ReplyDeleteLast week I stumbled across Cynthia Ozick's "Art and Ardor".
This is the first time I've read her non-fiction and am enjoying it immensely. Last night I reached the essay titled "Innovation and Redemption: What Literature Means", and thought of this post. Re-reading it this morning I think it more complimentary (in spirit at least) than contradictory.
Fighting the urge to copy out the last half a page of the essay in this comment, I hope you'll permit two concluding sentences instead.
"Literature, to come into being at all, must call on the imagination; imagination is in fact the flesh and blood of literature;..."
"Literature is the recognition of the particular."
Regards,
From what I remember, Martha Nussbaum says similar things about literature and particularity in Love's Knowledge. But it's been a few years since I read it.
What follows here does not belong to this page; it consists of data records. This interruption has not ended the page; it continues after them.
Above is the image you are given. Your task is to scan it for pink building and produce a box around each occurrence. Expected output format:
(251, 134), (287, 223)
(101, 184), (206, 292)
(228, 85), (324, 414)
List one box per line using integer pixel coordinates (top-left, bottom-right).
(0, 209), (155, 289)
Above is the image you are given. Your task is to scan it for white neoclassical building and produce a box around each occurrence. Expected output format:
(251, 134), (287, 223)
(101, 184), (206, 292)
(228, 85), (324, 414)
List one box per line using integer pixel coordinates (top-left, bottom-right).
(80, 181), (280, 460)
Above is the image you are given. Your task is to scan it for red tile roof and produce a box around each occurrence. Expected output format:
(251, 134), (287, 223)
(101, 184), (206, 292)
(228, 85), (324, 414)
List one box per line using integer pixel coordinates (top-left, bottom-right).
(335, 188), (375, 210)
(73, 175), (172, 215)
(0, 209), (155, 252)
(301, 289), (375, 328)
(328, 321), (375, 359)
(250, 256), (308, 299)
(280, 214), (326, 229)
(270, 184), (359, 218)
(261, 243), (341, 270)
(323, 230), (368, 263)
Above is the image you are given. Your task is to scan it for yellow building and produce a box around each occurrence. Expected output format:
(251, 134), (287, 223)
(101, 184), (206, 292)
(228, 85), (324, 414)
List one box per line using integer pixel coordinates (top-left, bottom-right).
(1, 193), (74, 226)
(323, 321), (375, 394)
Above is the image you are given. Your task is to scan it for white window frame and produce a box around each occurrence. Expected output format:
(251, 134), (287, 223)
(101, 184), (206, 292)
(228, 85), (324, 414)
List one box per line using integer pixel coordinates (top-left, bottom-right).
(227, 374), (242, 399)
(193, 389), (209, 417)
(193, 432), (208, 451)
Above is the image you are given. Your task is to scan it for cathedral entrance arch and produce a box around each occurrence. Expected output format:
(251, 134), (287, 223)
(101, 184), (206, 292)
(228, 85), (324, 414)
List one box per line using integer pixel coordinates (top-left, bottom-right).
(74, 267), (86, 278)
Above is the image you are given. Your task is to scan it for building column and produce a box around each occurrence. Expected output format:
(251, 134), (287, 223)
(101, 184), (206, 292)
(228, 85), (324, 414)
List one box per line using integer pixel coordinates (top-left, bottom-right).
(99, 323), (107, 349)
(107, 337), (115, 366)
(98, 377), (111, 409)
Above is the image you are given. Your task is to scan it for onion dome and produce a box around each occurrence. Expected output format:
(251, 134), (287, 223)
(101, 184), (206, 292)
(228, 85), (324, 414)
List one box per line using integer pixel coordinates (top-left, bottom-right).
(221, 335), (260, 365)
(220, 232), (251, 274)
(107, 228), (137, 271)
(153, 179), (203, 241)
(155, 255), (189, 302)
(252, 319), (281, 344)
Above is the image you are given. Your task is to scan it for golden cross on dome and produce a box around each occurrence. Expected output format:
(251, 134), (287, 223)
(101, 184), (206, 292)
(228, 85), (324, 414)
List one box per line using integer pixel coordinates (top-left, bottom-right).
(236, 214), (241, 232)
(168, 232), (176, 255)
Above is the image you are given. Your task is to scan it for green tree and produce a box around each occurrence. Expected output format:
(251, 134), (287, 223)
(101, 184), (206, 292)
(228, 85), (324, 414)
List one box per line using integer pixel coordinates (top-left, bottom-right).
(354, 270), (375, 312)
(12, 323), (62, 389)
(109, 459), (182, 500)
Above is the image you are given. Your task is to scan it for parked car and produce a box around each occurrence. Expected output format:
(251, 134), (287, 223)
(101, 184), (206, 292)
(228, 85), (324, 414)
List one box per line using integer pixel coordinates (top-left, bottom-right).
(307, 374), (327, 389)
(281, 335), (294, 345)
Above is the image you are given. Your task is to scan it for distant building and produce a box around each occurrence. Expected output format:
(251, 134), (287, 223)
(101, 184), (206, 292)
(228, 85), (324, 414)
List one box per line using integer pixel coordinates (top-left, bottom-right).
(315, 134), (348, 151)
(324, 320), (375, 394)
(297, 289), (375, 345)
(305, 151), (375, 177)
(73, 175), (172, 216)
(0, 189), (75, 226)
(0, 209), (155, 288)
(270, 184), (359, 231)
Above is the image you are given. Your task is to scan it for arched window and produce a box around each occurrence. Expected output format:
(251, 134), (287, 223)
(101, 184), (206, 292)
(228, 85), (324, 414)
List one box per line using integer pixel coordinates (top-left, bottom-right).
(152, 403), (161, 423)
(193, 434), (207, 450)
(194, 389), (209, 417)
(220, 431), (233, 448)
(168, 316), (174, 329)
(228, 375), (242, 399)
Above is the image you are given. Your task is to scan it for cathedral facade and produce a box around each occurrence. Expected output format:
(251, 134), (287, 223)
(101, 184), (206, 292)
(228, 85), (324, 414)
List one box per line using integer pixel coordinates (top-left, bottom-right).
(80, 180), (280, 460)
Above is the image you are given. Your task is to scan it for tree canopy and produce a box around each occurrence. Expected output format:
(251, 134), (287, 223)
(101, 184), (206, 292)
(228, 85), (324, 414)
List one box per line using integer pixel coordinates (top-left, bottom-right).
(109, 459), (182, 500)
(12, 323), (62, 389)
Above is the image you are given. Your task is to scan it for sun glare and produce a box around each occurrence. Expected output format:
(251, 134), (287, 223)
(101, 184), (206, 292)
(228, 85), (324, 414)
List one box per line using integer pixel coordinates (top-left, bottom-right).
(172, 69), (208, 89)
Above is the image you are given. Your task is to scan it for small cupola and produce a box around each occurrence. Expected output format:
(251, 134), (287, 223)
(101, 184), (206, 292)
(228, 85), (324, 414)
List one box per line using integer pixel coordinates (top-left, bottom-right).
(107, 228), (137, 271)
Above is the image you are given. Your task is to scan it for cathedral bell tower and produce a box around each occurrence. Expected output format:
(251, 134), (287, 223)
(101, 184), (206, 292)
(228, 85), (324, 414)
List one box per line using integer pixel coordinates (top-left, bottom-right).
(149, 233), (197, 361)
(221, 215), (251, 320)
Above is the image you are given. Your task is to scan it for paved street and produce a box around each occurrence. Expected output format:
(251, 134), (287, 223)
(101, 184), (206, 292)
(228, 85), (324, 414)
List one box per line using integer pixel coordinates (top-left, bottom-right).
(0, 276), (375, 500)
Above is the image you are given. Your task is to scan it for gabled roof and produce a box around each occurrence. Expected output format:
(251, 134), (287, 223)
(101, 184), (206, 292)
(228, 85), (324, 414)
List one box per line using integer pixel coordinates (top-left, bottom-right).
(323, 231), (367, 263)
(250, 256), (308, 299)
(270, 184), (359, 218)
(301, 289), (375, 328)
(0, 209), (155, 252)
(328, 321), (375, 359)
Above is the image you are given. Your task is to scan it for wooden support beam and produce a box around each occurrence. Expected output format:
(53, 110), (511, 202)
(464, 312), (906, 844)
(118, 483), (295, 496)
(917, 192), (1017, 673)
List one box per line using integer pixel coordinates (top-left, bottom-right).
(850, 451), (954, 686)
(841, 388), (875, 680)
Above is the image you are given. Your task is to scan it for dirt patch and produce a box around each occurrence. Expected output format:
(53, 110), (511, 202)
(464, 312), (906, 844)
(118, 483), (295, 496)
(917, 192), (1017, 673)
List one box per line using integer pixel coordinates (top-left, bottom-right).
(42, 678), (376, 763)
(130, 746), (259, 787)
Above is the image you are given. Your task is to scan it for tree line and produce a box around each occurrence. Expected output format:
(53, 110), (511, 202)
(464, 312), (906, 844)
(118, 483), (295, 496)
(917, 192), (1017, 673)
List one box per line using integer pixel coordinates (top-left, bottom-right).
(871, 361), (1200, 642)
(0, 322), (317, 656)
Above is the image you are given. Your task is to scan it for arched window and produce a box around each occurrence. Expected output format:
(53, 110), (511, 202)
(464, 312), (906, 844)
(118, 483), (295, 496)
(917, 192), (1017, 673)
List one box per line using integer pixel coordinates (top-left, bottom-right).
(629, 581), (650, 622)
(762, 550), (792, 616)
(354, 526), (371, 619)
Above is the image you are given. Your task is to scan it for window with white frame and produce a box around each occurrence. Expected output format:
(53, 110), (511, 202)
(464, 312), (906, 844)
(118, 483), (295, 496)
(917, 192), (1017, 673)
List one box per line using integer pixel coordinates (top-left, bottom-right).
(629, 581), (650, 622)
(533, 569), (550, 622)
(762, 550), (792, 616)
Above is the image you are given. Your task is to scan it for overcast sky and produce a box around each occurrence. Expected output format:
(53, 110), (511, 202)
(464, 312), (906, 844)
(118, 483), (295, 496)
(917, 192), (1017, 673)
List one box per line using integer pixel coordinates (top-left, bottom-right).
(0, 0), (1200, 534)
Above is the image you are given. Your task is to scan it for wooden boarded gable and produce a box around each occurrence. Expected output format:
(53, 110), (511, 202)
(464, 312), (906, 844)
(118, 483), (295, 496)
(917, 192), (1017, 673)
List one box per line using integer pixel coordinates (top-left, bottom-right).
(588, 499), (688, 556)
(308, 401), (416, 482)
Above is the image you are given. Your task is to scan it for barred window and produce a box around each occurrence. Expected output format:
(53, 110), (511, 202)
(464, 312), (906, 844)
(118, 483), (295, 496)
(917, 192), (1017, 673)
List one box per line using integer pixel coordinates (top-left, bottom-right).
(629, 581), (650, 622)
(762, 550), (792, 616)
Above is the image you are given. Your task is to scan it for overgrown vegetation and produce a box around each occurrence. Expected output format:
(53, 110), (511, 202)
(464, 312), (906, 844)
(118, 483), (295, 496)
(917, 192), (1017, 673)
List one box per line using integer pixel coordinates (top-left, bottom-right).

ReplyDeleteI'm currently reading James Wood's How Fiction Works which (to begin with at least) provides an interesting and accessible examination of some of the differences in technical aspects of novels written in the third- and first-person. If you've read it, I'd like to know what you think.
W/r/t Nabokov: I posted a list of things he is reported to have 'loathed' recently on my blog (the Small Boats one) following a BBC documentary on Lolita that was aired last Saturday. It might be of interest to you, though I don't think the literary items in the list will surprise you. (A link to the documentary is on the blog too, available until Thursday I think.)
Thank you for mentioning Liddell; I shall check my local library for Treatise on the Novel (or the Booth volume) in the New Year. I've read a few books from the 1940s recently so it'll feel especially relevant.